The security forces have put as many troops into the city before, but observers said rarely if ever in so concentrated a manner. Although unofficial estimates put the number of troops on the streets at 100,000 or more, military sources said only a third of that amount had been mobilized.
This show of force takes place in an unfolding political context. Suharto, facing unprecedented criticism and a collapsed economy, "has decided his political legitimacy has declined and cannot be revived, but what he wants from the armed forces leadership is a dignified exit," says Juwono Sudarsono, the Cabinet minister responsible for the environment.

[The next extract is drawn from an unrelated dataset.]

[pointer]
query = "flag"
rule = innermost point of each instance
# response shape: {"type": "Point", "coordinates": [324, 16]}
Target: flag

Mr. Sudarsono notes that Suharto is "carrying the burden of his own success" - a nation that has achieved rapid economic growth under his rule and now wants more democracy. But there are failures, too, such as weakened political institutions that leave future stability much in doubt.
Suharto is worried that his immediate departure could lead to unrest. In terms of popular support there is no obvious choice for president, the vice president has some enemies in powerful places, and some of the military's top generals are vying for position.
Bloodshed and even a civil war initiated by opposing military factions, says Sudarsono, "remain two very strong possibilities.... That's precisely why he wants this managed transition."
Suharto's successor?
The military is acting as manager and the chief of the armed forces, General Wiranto, is considered by Sudarsono and others to be the "most credible and acceptable [presidential choice] for the next couple years."
Even so, the general himself apparently does not want to appear to be engineering a power grab. Wiranto, who served as a personal aide to Suharto, may have learned well. The president, as a general, eased his predecessor, Sukarno, out of power over an 18-month period in the mid-1960s. Suharto was hailed as a hero at the time, but the students who are the center of the movement against him today are opposed to a military replacement.
Although yesterday's Freedom Square rally was halted, thousands of students were able to occupy the National Assembly complex. Many of them are very uncharitable about their president. "We have to hang him so Indonesia can get back to normal," says Argoutomo, a student from Sudirman University in central Java who rode on a train all night to join the protests.
For him, Suharto's isn't the only life at stake. The Assembly is starting to feel like an Indonesian Tiananmen Square, and the students acknowledge the risk of a crackdown. "I don't want that to happen in Indonesia, but if it does I will sacrifice myself," says Argoutomo.